I was a girl who looked perfectly happy and healthy but internally I was broken, torn apart, and completely consumed by disordered eating and exercising obsessively.
Not everyone who struggles with an eating disorder has the stereotypical anorexic body type. It may not be visible on the outside, but the internal struggle is real. This invisible internal struggle is important. It needs to be recognized. And it needs to be given a voice to stop the cycle of suffering.
For all the years I struggled, I told myself that I was doing nothing wrong. That it was okay to restrict myself from food, and exercise 3 times a day because nothing I ever did felt good enough.
Life is so much more than the number on the scale, or your dress size. Life is about being truly happy with yourself to be able to let go and enjoy life’s finer moments. And to do so without fearing that you will gain weight for saying yes to ice cream or telling your friends you can’t hang out because skipping the gym was simply not even an option.
Eating disorders take up so much of your life and strip away so many amazing opportunities life offers. And while the road to overcoming an eating disorder is a continuous one, I can look back now and see how that girl was so wrong in her thinking, how she was so broken, and that she deserved love and happiness just as much as anyone else.

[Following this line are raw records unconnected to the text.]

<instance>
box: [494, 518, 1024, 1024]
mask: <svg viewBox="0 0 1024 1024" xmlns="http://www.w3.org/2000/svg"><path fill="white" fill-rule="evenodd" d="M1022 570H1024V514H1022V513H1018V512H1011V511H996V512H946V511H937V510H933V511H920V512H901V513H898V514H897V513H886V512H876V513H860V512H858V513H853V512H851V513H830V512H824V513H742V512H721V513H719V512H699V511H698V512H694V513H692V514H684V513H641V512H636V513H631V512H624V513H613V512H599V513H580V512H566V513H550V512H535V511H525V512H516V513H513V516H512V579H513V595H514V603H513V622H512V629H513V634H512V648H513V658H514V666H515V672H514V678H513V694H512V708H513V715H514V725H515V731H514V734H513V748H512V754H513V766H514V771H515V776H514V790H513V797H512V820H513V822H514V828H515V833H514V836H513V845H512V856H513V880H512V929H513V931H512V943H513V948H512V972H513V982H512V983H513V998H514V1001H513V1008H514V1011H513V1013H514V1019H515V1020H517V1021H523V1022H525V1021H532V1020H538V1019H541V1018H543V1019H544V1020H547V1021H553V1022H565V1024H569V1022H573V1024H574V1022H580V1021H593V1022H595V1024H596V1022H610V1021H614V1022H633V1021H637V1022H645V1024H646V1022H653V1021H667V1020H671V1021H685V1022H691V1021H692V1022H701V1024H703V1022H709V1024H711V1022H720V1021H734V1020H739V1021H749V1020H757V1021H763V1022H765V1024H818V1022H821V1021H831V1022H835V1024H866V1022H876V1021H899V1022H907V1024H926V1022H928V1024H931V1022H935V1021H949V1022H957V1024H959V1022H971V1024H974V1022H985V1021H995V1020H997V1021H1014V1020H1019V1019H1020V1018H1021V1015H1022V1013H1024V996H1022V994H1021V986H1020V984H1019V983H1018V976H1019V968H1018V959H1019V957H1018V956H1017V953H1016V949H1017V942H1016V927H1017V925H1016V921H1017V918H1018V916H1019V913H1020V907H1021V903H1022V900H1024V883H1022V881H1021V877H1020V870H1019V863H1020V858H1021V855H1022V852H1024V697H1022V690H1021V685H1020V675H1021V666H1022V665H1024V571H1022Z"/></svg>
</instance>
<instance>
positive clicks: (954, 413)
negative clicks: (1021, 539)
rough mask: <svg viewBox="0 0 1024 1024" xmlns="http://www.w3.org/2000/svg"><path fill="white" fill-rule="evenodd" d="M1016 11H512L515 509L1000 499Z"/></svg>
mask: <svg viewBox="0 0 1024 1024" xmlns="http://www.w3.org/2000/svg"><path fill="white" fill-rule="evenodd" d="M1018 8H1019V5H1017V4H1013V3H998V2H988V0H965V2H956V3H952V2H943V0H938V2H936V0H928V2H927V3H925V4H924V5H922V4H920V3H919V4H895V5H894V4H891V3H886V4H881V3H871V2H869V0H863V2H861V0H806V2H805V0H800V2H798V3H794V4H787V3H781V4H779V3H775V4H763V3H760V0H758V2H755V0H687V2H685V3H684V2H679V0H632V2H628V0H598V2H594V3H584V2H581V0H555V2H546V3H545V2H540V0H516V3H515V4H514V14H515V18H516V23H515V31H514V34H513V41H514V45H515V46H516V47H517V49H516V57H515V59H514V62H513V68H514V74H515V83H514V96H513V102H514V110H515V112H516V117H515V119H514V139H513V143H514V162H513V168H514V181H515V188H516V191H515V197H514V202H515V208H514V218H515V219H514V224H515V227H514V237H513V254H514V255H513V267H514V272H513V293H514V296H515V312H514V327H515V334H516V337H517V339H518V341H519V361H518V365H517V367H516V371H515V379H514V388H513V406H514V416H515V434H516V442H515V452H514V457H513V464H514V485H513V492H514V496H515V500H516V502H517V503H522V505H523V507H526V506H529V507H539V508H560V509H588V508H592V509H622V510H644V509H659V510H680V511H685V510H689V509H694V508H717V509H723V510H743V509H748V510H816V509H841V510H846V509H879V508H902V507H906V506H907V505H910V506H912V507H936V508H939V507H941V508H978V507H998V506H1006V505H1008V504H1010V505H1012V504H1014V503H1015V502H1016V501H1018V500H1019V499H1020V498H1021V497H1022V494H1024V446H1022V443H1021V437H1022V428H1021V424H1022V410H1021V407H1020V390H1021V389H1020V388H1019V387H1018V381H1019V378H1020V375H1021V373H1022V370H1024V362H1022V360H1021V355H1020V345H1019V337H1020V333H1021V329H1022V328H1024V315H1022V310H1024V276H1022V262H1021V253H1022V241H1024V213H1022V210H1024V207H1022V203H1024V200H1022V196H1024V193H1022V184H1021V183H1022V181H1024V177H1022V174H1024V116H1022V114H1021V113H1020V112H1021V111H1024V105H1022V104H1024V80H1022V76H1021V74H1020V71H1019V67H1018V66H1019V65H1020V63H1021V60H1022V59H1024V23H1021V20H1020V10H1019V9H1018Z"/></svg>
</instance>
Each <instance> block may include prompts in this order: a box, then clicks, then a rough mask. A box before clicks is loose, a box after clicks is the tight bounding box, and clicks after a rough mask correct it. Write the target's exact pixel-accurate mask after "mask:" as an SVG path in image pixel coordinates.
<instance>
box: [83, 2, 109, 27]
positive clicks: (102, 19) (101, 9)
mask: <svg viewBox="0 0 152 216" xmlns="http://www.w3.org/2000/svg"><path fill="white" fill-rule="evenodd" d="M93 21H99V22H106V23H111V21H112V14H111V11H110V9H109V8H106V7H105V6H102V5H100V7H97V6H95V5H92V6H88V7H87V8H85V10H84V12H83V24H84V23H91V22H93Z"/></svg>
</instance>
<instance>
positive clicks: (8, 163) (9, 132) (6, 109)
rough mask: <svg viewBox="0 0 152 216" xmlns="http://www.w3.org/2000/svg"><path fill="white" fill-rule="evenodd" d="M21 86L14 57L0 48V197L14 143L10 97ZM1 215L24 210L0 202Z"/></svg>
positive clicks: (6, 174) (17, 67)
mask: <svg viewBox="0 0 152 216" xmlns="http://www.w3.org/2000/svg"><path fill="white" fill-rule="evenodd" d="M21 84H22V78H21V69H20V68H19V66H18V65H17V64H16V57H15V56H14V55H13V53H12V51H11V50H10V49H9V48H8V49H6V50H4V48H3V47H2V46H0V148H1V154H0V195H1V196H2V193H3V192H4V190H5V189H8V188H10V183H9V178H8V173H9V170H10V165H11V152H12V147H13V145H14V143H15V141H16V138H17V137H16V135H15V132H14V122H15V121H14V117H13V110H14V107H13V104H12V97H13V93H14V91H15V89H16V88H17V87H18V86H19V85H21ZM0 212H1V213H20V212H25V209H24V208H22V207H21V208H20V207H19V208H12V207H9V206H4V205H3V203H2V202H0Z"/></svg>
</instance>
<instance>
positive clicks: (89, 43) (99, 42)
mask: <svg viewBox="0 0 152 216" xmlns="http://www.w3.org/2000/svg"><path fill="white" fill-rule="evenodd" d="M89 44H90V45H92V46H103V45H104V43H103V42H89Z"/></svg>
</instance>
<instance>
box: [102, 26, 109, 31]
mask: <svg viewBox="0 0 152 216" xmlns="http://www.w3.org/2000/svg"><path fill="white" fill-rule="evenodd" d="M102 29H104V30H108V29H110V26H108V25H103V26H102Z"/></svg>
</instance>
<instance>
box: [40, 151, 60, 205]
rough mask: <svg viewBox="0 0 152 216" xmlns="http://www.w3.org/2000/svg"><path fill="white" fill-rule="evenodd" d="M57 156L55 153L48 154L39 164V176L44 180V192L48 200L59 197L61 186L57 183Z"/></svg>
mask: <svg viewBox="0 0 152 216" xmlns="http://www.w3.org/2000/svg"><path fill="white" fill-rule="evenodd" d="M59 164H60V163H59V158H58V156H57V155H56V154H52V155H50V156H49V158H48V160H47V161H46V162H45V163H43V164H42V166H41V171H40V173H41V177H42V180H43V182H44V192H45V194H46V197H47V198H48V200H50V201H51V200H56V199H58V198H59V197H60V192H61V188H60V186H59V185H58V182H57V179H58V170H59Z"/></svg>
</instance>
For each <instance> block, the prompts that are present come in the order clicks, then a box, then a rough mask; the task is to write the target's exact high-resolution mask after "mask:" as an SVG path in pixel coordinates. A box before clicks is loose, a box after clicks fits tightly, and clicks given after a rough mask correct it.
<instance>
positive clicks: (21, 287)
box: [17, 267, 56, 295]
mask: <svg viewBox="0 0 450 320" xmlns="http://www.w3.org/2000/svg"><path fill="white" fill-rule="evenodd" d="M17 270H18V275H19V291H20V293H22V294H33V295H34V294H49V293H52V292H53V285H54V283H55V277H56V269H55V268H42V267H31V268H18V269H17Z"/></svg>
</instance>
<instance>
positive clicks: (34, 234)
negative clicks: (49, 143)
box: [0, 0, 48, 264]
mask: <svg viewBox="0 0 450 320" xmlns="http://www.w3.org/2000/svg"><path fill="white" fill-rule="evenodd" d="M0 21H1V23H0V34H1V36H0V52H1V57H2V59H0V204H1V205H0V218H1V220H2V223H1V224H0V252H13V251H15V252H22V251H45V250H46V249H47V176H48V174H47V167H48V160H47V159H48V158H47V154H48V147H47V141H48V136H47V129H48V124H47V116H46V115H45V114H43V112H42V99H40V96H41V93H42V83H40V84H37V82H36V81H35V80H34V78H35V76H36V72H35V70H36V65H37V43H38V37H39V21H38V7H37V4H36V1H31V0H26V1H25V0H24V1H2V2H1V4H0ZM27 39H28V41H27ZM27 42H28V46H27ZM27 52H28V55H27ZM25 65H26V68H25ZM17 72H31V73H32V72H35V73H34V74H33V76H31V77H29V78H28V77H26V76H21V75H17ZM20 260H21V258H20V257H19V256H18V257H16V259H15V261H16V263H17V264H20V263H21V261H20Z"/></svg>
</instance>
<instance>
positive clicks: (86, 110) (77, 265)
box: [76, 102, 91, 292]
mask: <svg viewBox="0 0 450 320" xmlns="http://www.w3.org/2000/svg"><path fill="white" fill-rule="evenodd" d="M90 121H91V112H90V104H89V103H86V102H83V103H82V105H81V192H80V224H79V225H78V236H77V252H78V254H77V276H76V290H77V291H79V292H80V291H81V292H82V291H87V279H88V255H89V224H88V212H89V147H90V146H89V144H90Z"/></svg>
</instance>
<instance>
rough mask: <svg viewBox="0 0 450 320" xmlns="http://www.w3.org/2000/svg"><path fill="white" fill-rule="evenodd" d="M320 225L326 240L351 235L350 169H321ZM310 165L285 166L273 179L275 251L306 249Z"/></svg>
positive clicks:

For so long I tried to deny the fact I had an eating disorder. I pushed it out of my mind, but it was always there lurking, ready to come back and consume me again. I made the choice to seek help to fully tackle it head-on, to bring to light all the years I struggled, to understand the reasons behind it, and to come to peace with my past. And now I am wiser, stronger, and ready to leave those old, irrational thoughts and habits behind. It was emotional, scary, and incredibly hard to relive all those years I tried to suppress, but now I am 1000 times happier, stronger, and ready to live life to the fullest.
Your mental health is just as important as your physical health. It is important to take care of yourself, to ask for help when you are struggling, and not be afraid to face your fears, because life truly has so many amazing things to offer.
Alana is a 22 year old university student pursuing a career in the medical field.
by: Alana Brinson
A note from a mother – this amazing young woman is my daughter. My heart aches to know she struggled. Of course, like most moms, I had a moment of blaming myself. Did I do something to create this? In this case, I don’t think I need to blame myself. She was impacted by other experiences that were hurtful to her soul. We cannot protect those we love from experiences that hurt, but we can be there to love and support them. And to beam with pride for the strength to face something so hard and the courage to share it with others. I love you Alana, Mom xo.